Tutto il mio folle amore è un film del 2019 diretto da Gabriele Salvatores, liberamente ispirato al romanzo Se ti abbraccio non aver paura di Fulvio Ervas, in cui si racconta la vera storia di un padre con figlio autistico e del loro viaggio in moto in sud America. Il titolo del film è un riferimento alla canzone di Domenico Modugno “Cosa sono le nuvole”, a sua volta titolo dell’episodio di Capriccio all’italiana diretto da Pier Paolo Pasolini. Tutto il mio folle amore è stato presentato fuori concorso alla 76esima Mostra internazionale d’arte cinematografica di Venezia, ha ottenuto diverse candidature tra Nastro d’argento e David di Donatello, seppur non vincendo alcun premio.
Vincent è un ragazzo con un grave disturbo della personalità (malattia che nel film non ha nome) con il quale la madre (Valeria Golino) è costretta a confrontarsi da sempre insieme a suo marito Mario (Diego Abatantuono) che lo ha adottato legalmente. Willi (Claudio Santamaria) il padre naturale del ragazzo, non lo ha mai conosciuto perchè ha abbandonato la compagna alla notizia della gravidanza, ma decide di rifarsi vivo all’età dei 16 anni di Vincent. Come nel film di Pasolini da cui deriva in qualche modo il nome, anche qui i protagonisti sono marionette del destino. Willi, Elena e Mario vengono trascinati per forza di cose da Vincent in un’avventura tra la Slovenia e la Croazia, forzandoli di ripensare la loro quotidianità accettata fino a quel momento come immutabile.

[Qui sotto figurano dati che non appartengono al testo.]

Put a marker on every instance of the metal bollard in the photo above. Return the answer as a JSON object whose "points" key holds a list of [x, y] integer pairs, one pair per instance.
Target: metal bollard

Per Salvatores il film è un ritorno ai road movie da lui tanto amati e che lo hanno fatto apprezzare, attraverso i quali è riuscito sempre a veicolare una certa libertà espressiva. Qui però a differenza delle altre opere della sua filmografia, non vuole stupire per ciò che accade, ma coinvolgere per come accade. Rispetto al libro da cui si ispira, le Americhe sono molto più vicine e non c’è un approfondimento sul trascorso del ragazzo, ma nonostante questo risulta ancor di più essere lui il vero protagonista.
La malattia di Vincent comporta infatti momenti imbarazzanti e inconvenienti vari, voli pindarici ed entusiasmi incontenibili, ma riesce in qualche modo a colmare e far emergere la vera vita dei tre adulti. Willi si ritrova così ad essere un padre che non ha mai voluto (o saputo) diventare adulto e risulta così “strano” quanto Vincent. Allo stesso modo anche Elena, con i suoi sbalzi d’umore, comprende che la normalità è qualcosa che non le appartiene. L’unico che apparentemente risulta più composto ed inquadrato è Mario, ma per sua stessa ammissione e concretezza milanese, è consapevole che la stranezza arricchisce in generale la vita, che risulterebbe altresì monotona e controproducente, soprattutto per lui che per mestiere è editore letterario ed è sempre in cerca di un’originalità autentica da raccontare.